A parallel plate capacitor with plates of area 1 m$$^2$$ each, are at a separation of 0.1 m. If the electric field between the plates is 100 N/C, the magnitude of charge on each plate is: (Take $$\epsilon_0 = 8.85 \times 10^{-12} \frac{C^2}{N \cdot m^2}$$)
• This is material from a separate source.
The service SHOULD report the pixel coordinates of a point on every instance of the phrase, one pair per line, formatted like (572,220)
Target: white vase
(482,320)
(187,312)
We have two large, parallel conducting plates of a capacitor. Because the plates are very close and very wide, the electric field between them is practically uniform. For such a configuration, electrostatics gives the direct relation between the electric field $$E$$ and the surface charge density $$\sigma$$ on either plate:

$$E \;=\; \dfrac{\sigma}{\epsilon_0}.$$

Here $$\epsilon_0$$ is the permittivity of free space. We are given

$$E = 100 \; \text{N/C}, \qquad \epsilon_0 = 8.85 \times 10^{-12} \; \dfrac{\text{C}^2}{\text{N}\cdot\text{m}^2}.$$

Re-arranging the formula to solve for $$\sigma$$, we write

$$\sigma = \epsilon_0 \, E.$$

Substituting the numerical values,

$$\sigma = \left( 8.85 \times 10^{-12} \; \dfrac{\text{C}^2}{\text{N}\cdot\text{m}^2} \right) \!\times\! \left( 100 \; \dfrac{\text{N}}{\text{C}} \right).$$

Now we multiply the powers of ten and the coefficients step by step:

$$8.85 \times 10^{-12} \times 100 \;=\; 8.85 \times 10^{-12} \times 10^{2} \;=\; 8.85 \times 10^{-10}.$$

Hence,

$$\sigma = 8.85 \times 10^{-10} \; \dfrac{\text{C}}{\text{m}^2}.$$

The plates each have an area

$$A = 1 \; \text{m}^2.$$

The total charge $$Q$$ residing on one plate is the surface charge density times the area:

$$Q = \sigma \, A.$$

Substituting $$\sigma$$ and $$A$$,

$$Q = \left( 8.85 \times 10^{-10} \; \dfrac{\text{C}}{\text{m}^2} \right) \!\times\! \left( 1 \; \text{m}^2 \right) = 8.85 \times 10^{-10} \; \text{C}.$$

This value represents the magnitude of charge on each plate of the capacitor. The separation between the plates (0.1 m) is immaterial in this calculation because the relation $$E = \sigma / \epsilon_0$$ already embodies the correct dependence for an ideal parallel-plate capacitor.

Hence, the correct answer is Option A.